VITAL-DEP: Depression Endpoint Prevention in the VITamin D and OmegA-3 TriaL

This study is ongoing, but not recruiting participants.
Sponsor:
Collaborator:
Information provided by (Responsible Party):
Olivia Okereke, Brigham and Women's Hospital
ClinicalTrials.gov Identifier:
NCT01696435
First received: September 24, 2012
Last updated: April 8, 2014
Last verified: April 2014
  Purpose

The VITamin D and OmegA-3 TriaL (VITAL; NCT 01169259) is an ongoing randomized clinical trial in 25,875 U.S. men and women investigating whether taking daily dietary supplements of vitamin D3 (2000 IU) or omega-3 fatty acids (Omacor® fish oil, 1 gram) reduces the risk of developing cancer, heart disease, and stroke in people who do not have a prior history of these illnesses. This ancillary study is being conducted among participants in VITAL and will examine whether vitamin D or fish oil: 1) reduces risk of clinical depressive syndrome, 2) yields better mood scores over time, compared to placebo.


Condition Intervention
Depression
Depressive Symptoms
Mood
Dietary Supplement: vitamin D3
Drug: omega-3 fatty acids (fish oil)
Dietary Supplement: Fish oil placebo
Dietary Supplement: Vitamin D placebo

Study Type: Interventional
Study Design: Allocation: Randomized
Endpoint Classification: Efficacy Study
Intervention Model: Factorial Assignment
Masking: Double Blind (Subject, Investigator, Outcomes Assessor)
Primary Purpose: Prevention
Official Title: VITAL-DEP: Depression Endpoint Prevention in the VITamin D and OmegA-3 TriaL

Resource links provided by NLM:


Further study details as provided by Brigham and Women's Hospital:

Primary Outcome Measures:
  • Depression [ Time Frame: 5 years ] [ Designated as safety issue: No ]
    Depression syndrome will be determined by presence of clinical diagnosis, treatment and/or above-threshold symptoms on mood questionnaire (e.g., PHQ) items.

  • Mood scores [ Time Frame: 5 years ] [ Designated as safety issue: No ]
    Mood scores will be evaluated by continuous scores on the mood scale (PHQ).


Enrollment: 25875
Study Start Date: July 2010
Estimated Study Completion Date: October 2017
Estimated Primary Completion Date: October 2017 (Final data collection date for primary outcome measure)
Arms Assigned Interventions
Active Comparator: Vitamin D + fish oil placebo

Vitamin D3 (cholecalciferol), 2000 IU per day

Fish oil placebo

Dietary Supplement: vitamin D3
Vitamin D3 (cholecalciferol), 2000 IU per day
Other Name: cholecalciferol
Dietary Supplement: Fish oil placebo
Fish oil placebo
Active Comparator: Vitamin D placebo + fish oil

Vitamin D placebo

Omacor, 1 capsule per day.

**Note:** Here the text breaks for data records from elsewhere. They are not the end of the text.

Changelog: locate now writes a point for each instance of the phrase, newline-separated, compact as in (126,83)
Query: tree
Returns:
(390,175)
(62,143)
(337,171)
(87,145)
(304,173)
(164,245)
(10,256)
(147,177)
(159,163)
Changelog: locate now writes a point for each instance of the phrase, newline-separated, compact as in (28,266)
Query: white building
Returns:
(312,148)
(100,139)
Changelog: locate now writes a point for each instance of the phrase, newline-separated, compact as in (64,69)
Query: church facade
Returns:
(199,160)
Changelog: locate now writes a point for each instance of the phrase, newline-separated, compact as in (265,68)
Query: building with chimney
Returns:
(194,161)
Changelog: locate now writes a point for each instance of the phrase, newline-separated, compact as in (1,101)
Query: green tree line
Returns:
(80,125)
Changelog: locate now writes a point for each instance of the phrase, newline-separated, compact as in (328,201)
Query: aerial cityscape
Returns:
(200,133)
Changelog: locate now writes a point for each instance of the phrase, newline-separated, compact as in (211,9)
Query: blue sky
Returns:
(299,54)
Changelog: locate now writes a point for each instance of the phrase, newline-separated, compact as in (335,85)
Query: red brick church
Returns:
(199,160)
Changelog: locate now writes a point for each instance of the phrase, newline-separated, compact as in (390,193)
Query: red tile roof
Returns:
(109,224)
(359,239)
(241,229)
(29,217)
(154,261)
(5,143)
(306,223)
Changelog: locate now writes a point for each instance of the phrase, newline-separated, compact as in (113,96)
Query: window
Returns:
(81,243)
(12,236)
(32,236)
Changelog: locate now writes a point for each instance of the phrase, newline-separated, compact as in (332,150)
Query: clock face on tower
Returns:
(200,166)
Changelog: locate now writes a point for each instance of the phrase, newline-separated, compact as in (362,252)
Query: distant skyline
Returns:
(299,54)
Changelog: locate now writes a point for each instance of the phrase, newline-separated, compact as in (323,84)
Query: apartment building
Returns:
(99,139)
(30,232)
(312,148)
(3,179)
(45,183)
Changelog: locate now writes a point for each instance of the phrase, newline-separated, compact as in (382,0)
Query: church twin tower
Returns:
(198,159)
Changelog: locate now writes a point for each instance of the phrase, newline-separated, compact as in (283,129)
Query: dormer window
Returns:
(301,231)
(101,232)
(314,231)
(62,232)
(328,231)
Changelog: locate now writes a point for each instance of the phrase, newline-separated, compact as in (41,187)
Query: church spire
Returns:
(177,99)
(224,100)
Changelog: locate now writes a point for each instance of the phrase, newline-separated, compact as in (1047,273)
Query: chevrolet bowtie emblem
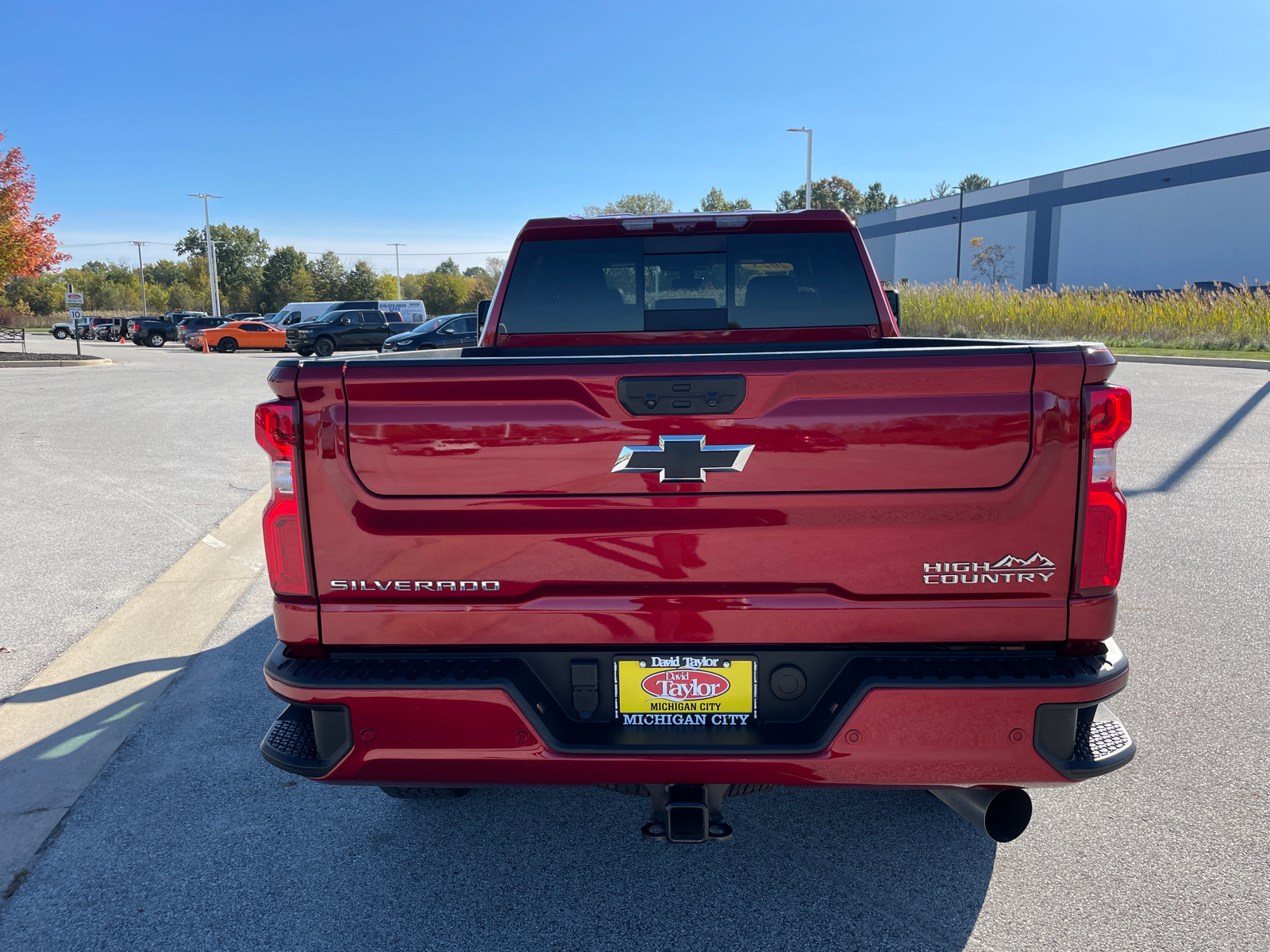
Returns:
(683,459)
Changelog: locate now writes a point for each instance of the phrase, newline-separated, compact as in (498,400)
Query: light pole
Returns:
(397,251)
(141,267)
(211,254)
(808,164)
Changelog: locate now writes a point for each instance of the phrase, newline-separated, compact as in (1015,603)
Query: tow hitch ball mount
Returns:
(687,812)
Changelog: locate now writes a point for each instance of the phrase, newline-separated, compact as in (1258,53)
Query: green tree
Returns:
(442,292)
(495,270)
(833,192)
(992,262)
(241,253)
(973,183)
(328,276)
(715,202)
(281,271)
(876,200)
(638,203)
(364,283)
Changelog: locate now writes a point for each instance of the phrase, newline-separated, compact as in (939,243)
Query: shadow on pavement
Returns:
(190,838)
(1204,448)
(95,679)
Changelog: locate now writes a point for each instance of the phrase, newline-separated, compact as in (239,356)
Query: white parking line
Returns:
(61,729)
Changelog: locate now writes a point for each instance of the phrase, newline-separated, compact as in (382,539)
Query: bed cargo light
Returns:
(283,550)
(1110,413)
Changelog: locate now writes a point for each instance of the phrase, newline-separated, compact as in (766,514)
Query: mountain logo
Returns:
(1035,562)
(1007,570)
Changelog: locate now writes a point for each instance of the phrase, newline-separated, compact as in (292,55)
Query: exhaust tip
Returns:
(1001,814)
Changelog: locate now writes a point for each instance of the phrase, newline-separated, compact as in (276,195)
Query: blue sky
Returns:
(444,126)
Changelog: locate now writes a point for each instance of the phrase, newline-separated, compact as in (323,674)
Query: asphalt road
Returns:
(108,475)
(190,839)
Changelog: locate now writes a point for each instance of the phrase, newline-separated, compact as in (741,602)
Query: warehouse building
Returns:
(1191,213)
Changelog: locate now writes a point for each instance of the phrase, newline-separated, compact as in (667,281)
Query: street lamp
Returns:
(141,267)
(397,251)
(808,164)
(211,253)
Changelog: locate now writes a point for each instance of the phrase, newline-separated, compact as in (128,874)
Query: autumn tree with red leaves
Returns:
(27,243)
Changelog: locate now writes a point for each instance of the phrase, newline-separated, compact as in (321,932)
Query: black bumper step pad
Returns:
(837,679)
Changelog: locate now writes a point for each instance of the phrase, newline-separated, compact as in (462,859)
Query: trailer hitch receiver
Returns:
(687,812)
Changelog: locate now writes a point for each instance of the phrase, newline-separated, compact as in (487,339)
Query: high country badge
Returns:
(1010,570)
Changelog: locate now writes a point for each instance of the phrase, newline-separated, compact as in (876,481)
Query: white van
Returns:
(300,311)
(410,311)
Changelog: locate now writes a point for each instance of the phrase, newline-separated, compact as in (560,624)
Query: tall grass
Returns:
(1191,319)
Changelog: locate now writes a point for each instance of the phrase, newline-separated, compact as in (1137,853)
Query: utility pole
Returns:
(213,279)
(141,267)
(808,164)
(397,251)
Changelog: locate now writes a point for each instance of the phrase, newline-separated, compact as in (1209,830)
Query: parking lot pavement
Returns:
(188,838)
(110,475)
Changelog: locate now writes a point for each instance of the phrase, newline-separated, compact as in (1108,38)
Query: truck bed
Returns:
(899,490)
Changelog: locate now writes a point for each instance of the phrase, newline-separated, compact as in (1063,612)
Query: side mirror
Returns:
(893,300)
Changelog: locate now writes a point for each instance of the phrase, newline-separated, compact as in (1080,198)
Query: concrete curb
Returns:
(1195,361)
(61,729)
(97,362)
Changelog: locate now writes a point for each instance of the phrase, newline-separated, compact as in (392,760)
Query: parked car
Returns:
(187,325)
(108,328)
(343,330)
(410,311)
(448,330)
(84,328)
(298,311)
(687,526)
(243,336)
(152,332)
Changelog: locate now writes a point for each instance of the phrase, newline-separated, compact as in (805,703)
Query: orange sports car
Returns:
(244,336)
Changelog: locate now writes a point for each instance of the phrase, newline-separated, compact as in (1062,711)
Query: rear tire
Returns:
(427,793)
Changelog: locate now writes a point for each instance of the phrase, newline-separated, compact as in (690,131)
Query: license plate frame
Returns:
(686,689)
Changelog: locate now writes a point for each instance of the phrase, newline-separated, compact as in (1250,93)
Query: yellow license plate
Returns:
(702,691)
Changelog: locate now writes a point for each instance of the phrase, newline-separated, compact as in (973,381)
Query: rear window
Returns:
(687,283)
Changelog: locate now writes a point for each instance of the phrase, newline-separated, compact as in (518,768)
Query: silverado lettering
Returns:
(785,461)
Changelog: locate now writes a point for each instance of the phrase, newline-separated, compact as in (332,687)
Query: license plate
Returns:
(698,691)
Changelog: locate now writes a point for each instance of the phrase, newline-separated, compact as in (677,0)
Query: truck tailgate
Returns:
(891,495)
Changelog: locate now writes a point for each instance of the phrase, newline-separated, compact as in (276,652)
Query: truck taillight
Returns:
(283,547)
(1109,412)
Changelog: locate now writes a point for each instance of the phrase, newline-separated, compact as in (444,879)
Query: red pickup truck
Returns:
(694,520)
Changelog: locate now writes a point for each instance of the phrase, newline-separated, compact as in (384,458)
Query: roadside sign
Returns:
(76,317)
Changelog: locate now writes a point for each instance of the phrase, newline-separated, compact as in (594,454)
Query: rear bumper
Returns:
(918,720)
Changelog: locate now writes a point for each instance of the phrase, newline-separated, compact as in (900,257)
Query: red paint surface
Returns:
(637,564)
(907,738)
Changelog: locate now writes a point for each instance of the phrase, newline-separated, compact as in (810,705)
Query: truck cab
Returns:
(694,520)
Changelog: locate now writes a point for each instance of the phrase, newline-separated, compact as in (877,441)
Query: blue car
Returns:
(448,330)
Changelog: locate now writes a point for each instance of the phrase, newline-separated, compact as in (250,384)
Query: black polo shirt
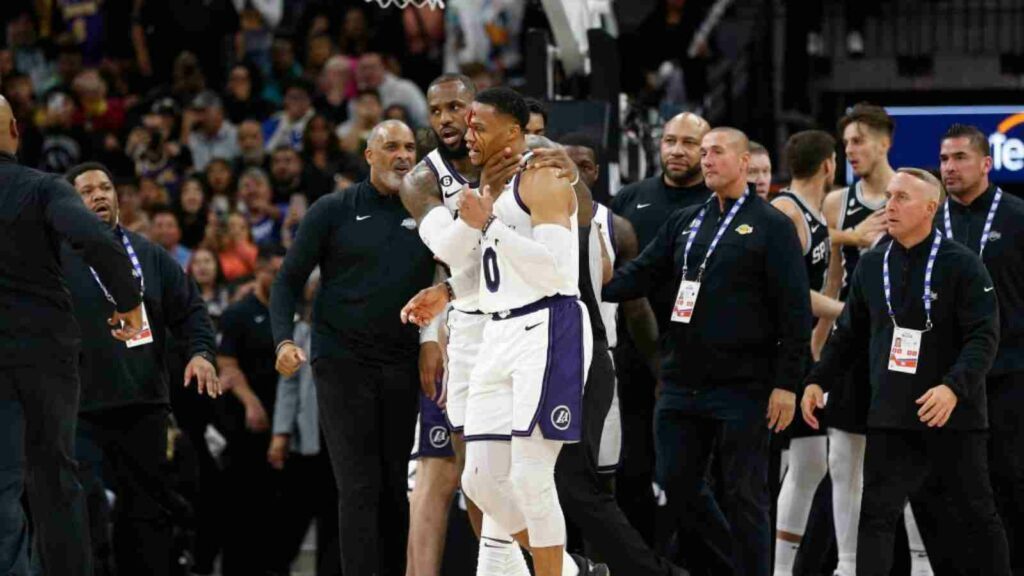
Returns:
(753,316)
(957,352)
(372,261)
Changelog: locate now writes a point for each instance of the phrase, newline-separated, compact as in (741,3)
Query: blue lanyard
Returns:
(928,282)
(988,220)
(136,268)
(695,228)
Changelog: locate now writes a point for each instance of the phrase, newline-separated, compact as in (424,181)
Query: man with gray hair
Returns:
(365,361)
(925,307)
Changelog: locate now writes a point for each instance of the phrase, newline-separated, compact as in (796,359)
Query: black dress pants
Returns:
(898,463)
(368,415)
(38,414)
(586,501)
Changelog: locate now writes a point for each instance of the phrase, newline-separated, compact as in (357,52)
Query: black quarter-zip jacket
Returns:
(1004,256)
(753,316)
(38,212)
(957,352)
(114,375)
(372,262)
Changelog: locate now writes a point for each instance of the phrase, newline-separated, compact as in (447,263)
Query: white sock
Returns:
(516,565)
(919,557)
(785,556)
(569,567)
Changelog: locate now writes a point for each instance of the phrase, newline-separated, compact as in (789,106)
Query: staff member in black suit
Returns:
(124,396)
(925,307)
(372,262)
(734,350)
(39,341)
(981,216)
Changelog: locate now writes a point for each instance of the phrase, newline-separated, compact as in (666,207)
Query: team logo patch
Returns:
(438,437)
(561,417)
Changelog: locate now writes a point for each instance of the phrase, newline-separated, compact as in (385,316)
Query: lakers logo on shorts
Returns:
(561,417)
(438,437)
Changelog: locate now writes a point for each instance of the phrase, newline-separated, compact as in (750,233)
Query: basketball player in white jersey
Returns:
(856,221)
(526,388)
(431,193)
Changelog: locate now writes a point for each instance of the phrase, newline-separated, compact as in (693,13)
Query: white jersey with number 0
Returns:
(451,183)
(508,283)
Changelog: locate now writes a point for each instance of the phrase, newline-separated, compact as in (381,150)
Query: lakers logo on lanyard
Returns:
(904,353)
(985,232)
(686,298)
(144,335)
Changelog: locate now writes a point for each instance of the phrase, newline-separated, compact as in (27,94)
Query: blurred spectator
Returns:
(254,39)
(354,39)
(242,100)
(287,126)
(335,86)
(152,195)
(251,151)
(265,217)
(18,90)
(318,49)
(210,135)
(205,270)
(193,208)
(289,176)
(371,74)
(284,70)
(29,55)
(65,144)
(130,213)
(424,44)
(231,239)
(220,182)
(367,113)
(164,230)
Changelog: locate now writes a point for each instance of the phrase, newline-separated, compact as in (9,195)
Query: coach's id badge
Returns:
(686,300)
(904,353)
(144,335)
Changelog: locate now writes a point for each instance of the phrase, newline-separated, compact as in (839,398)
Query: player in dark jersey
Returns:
(856,221)
(811,157)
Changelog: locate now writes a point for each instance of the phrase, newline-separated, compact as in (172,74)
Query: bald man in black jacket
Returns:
(39,340)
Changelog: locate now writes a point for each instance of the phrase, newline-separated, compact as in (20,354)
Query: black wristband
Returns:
(486,224)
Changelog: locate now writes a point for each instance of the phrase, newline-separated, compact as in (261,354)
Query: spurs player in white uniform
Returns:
(525,398)
(430,193)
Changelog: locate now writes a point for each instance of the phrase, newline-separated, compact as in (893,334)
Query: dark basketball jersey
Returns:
(816,254)
(854,210)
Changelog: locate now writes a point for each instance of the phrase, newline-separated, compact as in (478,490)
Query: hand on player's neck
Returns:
(873,184)
(970,196)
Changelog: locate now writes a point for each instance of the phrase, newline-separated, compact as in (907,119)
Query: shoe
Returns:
(588,568)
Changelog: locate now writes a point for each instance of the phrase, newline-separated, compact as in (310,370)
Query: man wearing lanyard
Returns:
(735,347)
(124,396)
(926,311)
(980,216)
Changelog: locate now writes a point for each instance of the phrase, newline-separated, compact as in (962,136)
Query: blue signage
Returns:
(920,130)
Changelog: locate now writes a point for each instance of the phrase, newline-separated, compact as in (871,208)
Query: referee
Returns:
(365,361)
(925,307)
(737,336)
(39,341)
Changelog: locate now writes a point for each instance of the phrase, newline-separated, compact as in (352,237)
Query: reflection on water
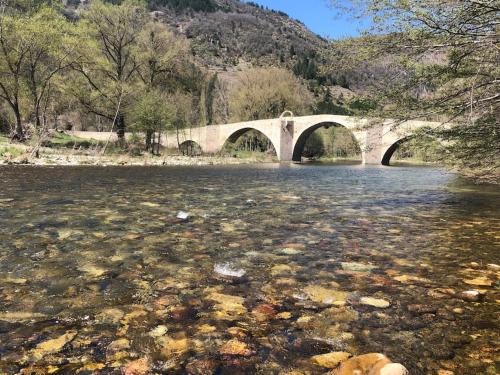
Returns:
(274,265)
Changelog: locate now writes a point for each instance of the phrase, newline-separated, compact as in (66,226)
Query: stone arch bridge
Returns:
(377,140)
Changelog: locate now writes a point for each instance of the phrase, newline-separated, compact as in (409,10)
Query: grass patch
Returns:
(260,156)
(62,140)
(10,151)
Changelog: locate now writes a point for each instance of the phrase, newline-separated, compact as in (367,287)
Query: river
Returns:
(246,269)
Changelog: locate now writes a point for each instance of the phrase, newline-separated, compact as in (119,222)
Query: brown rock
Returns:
(138,367)
(422,309)
(370,364)
(201,367)
(330,360)
(235,347)
(264,312)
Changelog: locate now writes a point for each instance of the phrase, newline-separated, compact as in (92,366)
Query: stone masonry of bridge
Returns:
(377,139)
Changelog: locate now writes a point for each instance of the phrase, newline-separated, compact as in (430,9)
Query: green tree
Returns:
(265,93)
(152,114)
(34,48)
(444,64)
(109,72)
(53,50)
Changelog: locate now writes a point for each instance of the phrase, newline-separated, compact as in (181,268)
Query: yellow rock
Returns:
(327,296)
(284,315)
(15,280)
(138,367)
(280,269)
(330,360)
(228,227)
(52,346)
(150,204)
(110,316)
(408,279)
(92,270)
(205,328)
(119,345)
(228,307)
(20,316)
(235,347)
(479,281)
(173,346)
(370,363)
(92,367)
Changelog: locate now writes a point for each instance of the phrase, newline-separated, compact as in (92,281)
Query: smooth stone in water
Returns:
(357,267)
(181,215)
(479,281)
(227,270)
(330,360)
(470,295)
(375,302)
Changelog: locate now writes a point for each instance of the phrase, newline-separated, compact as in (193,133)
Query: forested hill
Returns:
(228,33)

Each capsule of Omacor contains 840 milligrams of marine omega-3 fatty acids (465 mg of eicosapentaenoic acid [EPA] and 375 mg of docosahexaenoic acid [DHA])

Drug: omega-3 fatty acids (fish oil)
Omacor, 1 capsule per day. Each capsule of Omacor contains 840 milligrams of marine omega-3 fatty acids (465 mg of eicosapentaenoic acid [EPA] and 375 mg of docosahexaenoic acid [DHA]).
Other Name: fish oil
Dietary Supplement: Vitamin D placebo
Vitamin D placebo
Active Comparator: Vitamin D placebo + fish oil placebo

Vitamin D placebo

Fish oil placebo

Dietary Supplement: Fish oil placebo
Fish oil placebo
Dietary Supplement: Vitamin D placebo
Vitamin D placebo
Active Comparator: Vitamin D + fish oil

Vitamin D3 (cholecalciferol), 2000 IU per day

Omacor, 1 capsule per day. Each capsule of Omacor contains 840 milligrams of marine omega-3 fatty acids (465 mg of eicosapentaenoic acid [EPA] and 375 mg of docosahexaenoic acid [DHA])

Dietary Supplement: vitamin D3
Vitamin D3 (cholecalciferol), 2000 IU per day
Other Name: cholecalciferol
Drug: omega-3 fatty acids (fish oil)
Omacor, 1 capsule per day. Each capsule of Omacor contains 840 milligrams of marine omega-3 fatty acids (465 mg of eicosapentaenoic acid [EPA] and 375 mg of docosahexaenoic acid [DHA]).
Other Name: fish oil

Detailed Description:

VITAL-DEP: Depression Endpoint Prevention in the VITamin D and OmegA-3 TriaL is a randomized clinical trial of vitamin D (in the form of vitamin D3 [cholecalciferol]) and marine omega-3 fatty acid (eicosapentaenoic acid [EPA] + docosahexaenoic acid [DHA]) supplements in the prevention of depression in older adults. Existing data from laboratory studies, epidemiologic research, limited clinical trials research suggest that these nutritional agents may reduce risk of depression or improve mood, but large primary prevention trials with adequate dosing and lengthy treatment durations in general populations are lacking.

Eligible participants will be assigned by chance (like a coin toss) to one of four groups: (1) daily vitamin D3 and omega-3; (2) daily vitamin D3 and omega-3 placebo; (3) daily vitamin D placebo and omega-3; or (4) daily vitamin D placebo and omega-3 placebo. Participants have an equal chance of being assigned to any of these four groups and a 3 out of 4 chance of getting at least one active agent.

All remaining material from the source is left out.